In the next step multiple linear regression was used to analyse the effect of different growth parameters in determining the grain yield per plant. The independent or predictor variables were the dry matter accumulation of the maize plant at different critical times, the asymptotic maximum, the AGR and AAR values for the maize plant and the cumulative value of leaf area duration. The value of R2 for the model was 0.969. The two predictor variables in the final model were the asymptotic maximum (β value: 0.800) and the AARmax (β value: 0.219) for the total dry matter. Figure 2 illustrates the partial correlation between these two variables and the asymptotic maximum of grain yield. The results of regression analysis are in agreement with the results of Tollenaar (1991) and Otegui et al. (1995), who emphasized the importance of the total dry matter accumulation and plant growth rate from 10 d before to 20 d after silking in the determination of grain yield.

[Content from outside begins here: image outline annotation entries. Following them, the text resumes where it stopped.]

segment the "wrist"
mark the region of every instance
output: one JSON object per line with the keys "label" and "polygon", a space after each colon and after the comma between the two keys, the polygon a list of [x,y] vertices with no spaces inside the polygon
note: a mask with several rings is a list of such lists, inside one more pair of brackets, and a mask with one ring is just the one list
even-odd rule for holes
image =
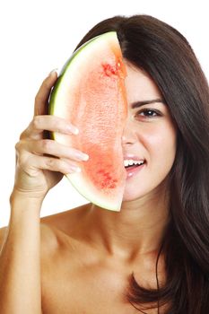
{"label": "wrist", "polygon": [[39,214],[44,198],[35,197],[13,189],[10,196],[11,211],[37,212]]}

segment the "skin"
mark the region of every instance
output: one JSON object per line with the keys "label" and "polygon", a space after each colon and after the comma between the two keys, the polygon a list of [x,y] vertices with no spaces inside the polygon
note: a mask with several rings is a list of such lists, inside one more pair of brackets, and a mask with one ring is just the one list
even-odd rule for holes
{"label": "skin", "polygon": [[[166,188],[175,159],[177,132],[165,104],[155,102],[131,108],[133,102],[161,99],[161,95],[143,71],[128,63],[126,69],[128,117],[122,147],[124,153],[145,159],[145,166],[126,180],[119,213],[87,204],[41,218],[44,314],[138,313],[124,299],[130,274],[135,273],[140,284],[157,287],[155,262],[169,220],[170,196]],[[43,141],[43,130],[76,136],[73,135],[76,126],[56,117],[43,116],[56,80],[57,74],[52,73],[44,81],[36,97],[34,118],[16,144],[15,183],[11,196],[13,212],[16,203],[24,201],[33,204],[31,210],[39,214],[48,191],[58,183],[64,173],[74,172],[73,167],[79,166],[75,154],[82,152],[55,141]],[[152,117],[145,117],[147,109],[160,111],[161,116],[150,112]],[[30,219],[31,223],[34,221]],[[11,239],[13,241],[12,236]],[[163,283],[162,255],[158,275],[160,283]],[[156,310],[146,313],[156,313]]]}

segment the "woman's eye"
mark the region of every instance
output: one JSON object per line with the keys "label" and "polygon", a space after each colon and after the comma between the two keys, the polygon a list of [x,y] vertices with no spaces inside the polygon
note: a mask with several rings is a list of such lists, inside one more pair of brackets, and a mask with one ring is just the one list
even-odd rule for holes
{"label": "woman's eye", "polygon": [[153,110],[153,109],[149,109],[140,110],[140,111],[136,112],[135,115],[144,117],[144,118],[154,118],[154,117],[161,116],[159,111]]}

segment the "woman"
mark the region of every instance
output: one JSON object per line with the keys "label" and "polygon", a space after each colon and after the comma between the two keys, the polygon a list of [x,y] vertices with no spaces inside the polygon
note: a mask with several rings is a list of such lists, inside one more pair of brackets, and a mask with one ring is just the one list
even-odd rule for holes
{"label": "woman", "polygon": [[105,20],[78,47],[112,30],[127,68],[124,159],[144,163],[128,172],[119,213],[87,204],[39,223],[48,191],[86,160],[44,138],[76,136],[74,121],[46,115],[56,72],[45,79],[16,144],[2,314],[209,313],[206,79],[187,39],[151,16]]}

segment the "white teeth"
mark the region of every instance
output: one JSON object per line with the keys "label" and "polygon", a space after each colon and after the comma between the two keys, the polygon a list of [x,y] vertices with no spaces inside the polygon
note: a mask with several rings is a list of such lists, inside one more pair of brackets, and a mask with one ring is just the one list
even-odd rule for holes
{"label": "white teeth", "polygon": [[134,161],[132,159],[128,159],[128,160],[125,160],[124,161],[124,167],[127,167],[127,166],[133,166],[135,165],[141,165],[144,162],[144,161]]}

Figure 2. Partial residual plots for the two sets of residuals from the multiple regression analysis

Conclusions

Growth analysis provides an excellent opportunity to monitor the independent and interactive effects of various factors affecting maize yields, and opens the way to managing these factors in integrated systems. The diagnosis of growth-limiting factors and the forecasting of grain yield through growth analysis should significantly improve site-specific farming. The method provides us with information on features of growth at its critical times. Thus, agronomic, genetic and environmental effects on growth and development are better understood. Although the growth analysis parameters presented here refer to individual plants, they can easily be converted to plant stands, making the method suitable for the determination of optimum plant density and maximum yield.

References

Causton DR and Venus JC (1981). The biometry of plant growth. Edward Arnold. London.

Gregorczyk A (1998). Richards plant growth model. Agronomy & Crop Science 181, 243-247.

Hunt R (1982). Plant growth curves. Edward Arnold. London.

Nath SR and Moore III FD (1992). Growth analysis by the first, second, and third derivatives of the Richards function. Growth, Development & Aging 56, 237-247.

Otegui ME, Andrade FH and Suero EE (1995). Growth, water use, and kernel abortion of maize subjected to drought at silking. Field Crops Research 40, 87-94.

Richards FJ (1959). A flexible growth function for empirical use. Journal of Experimental Botany 10, 290-300.

Tollenaar M (1991). Physiological basis of genetic improvement of maize hybrids in Ontario from 1959 to 1988. Crop Science 31, 119-124.